From Cloud Mountain we crossed the border and arrived at the Brooksdale Environmental Center, one of the most dynamic Christian environmental centers in North America. Brooksdale's 18-acre property is a living lab comprised of forests, a threatened river system, organic gardens, and heritage houses. We were given a tour by Leah Kostamo, one of the founders of Brooksdale and the author of Planted, a memoir about creation, calling, and community. Later that evening we heard from Rebecca Conner, who assisted with the trip and is an Environmental Studies major at North Park University.

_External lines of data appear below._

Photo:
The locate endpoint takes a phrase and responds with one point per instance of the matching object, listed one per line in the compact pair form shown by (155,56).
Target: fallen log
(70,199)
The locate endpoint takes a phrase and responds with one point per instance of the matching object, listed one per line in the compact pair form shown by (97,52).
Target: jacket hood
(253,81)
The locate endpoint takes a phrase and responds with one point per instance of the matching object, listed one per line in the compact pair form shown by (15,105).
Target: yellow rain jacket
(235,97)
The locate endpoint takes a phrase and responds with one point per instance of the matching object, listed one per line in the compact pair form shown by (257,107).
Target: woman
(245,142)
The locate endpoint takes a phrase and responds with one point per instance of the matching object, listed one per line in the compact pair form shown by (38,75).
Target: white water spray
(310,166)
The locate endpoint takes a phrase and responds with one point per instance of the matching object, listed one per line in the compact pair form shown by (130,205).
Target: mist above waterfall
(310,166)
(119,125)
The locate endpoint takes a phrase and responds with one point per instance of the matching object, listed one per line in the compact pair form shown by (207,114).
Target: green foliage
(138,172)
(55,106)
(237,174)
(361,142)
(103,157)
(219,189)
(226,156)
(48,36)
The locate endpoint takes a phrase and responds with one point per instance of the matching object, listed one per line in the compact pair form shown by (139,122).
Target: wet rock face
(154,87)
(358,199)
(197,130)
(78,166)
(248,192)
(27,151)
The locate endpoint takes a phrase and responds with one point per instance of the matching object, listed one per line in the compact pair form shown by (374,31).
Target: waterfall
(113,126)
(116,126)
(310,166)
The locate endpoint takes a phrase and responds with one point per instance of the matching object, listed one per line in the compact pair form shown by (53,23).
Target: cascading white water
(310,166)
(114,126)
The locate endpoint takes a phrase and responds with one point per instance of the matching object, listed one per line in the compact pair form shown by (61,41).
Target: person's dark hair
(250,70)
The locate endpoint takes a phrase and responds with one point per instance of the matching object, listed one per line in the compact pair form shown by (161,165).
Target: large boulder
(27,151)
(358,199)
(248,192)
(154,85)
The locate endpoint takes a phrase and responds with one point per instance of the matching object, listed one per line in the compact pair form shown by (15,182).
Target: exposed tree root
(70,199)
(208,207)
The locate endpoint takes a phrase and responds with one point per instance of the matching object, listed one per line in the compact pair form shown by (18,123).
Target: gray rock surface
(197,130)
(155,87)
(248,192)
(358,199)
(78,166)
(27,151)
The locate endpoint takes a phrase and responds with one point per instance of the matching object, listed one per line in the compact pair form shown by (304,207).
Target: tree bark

"Even the smallest actions for creation care have implications for the web that makes up our larger home.”                               – Leah Kostomo

On day two we drove down to Camano Island Coffee Roasters, a social enterprise that helps small farmers grow great coffee, become self-sustaining, and care for their land. We toured their roasting facility and heard from the founder, Jeff Ericson.

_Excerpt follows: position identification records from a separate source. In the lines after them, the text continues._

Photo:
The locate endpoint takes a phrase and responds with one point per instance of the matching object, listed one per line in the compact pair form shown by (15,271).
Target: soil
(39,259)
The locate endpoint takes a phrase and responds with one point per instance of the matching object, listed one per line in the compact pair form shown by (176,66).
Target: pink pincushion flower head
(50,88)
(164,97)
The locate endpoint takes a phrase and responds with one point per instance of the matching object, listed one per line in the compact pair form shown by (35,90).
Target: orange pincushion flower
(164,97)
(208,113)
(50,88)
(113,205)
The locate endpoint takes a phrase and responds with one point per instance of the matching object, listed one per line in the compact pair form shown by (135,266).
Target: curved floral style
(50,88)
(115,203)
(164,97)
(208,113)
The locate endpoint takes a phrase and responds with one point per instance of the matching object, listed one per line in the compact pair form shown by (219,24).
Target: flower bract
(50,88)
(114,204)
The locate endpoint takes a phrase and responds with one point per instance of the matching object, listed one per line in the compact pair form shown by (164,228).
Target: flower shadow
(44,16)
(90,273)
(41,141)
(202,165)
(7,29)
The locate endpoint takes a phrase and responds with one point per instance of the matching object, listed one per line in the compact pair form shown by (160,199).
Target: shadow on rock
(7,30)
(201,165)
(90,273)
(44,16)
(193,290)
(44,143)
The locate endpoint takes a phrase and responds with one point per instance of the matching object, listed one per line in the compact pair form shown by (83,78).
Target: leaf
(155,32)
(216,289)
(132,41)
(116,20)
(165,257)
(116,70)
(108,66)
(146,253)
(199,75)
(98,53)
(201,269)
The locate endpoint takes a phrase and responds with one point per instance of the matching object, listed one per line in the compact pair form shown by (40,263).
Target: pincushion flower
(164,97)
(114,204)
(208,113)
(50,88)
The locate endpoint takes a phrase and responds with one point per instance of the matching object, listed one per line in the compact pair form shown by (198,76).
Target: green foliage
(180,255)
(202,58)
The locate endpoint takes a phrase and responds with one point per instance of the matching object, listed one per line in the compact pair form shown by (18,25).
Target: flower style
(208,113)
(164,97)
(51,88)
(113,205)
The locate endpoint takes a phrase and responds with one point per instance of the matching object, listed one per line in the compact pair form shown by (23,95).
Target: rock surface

A good social enterprise is a system or a structure of different groups working together all while dedicated to solving the social, economic, and environmental problems that have long plagued humankind, like hunger, homelessness, disease and ignorance.”  

                                                                     -Jeff Ericson

Check out our Sustainable Coffee Club.

Our trip ended in Kent, WA at a joint project between Hillside Church of the Nazarene and World Relief Seattle. More than an acre of paved parking lot space has been transformed into a community garden where refugees, immigrants, and local community members gather to grow culturally appropriate foods that promote a healthier lifestyle, improve food access, foster economic independence, and build community. We had a tour from the project director, Tahmina Martelly, who impressed us with the complexity, creativity, and community that this project calls forth.

“It’s not just about food – it’s about being rooted in a place.”     -Tahmina Martelly

Here are a few reflections from participants on the trip:


“I could feel God at the center of what they are doing and how it is touching people and showing His love."

"I learned a lot and came away with a new appreciation for this movement."


"It has really gotten my dreaming/vision juices flowing."


The mission of Circlewood is to accelerate the transition of humanity into life-giving inhabitants of creation.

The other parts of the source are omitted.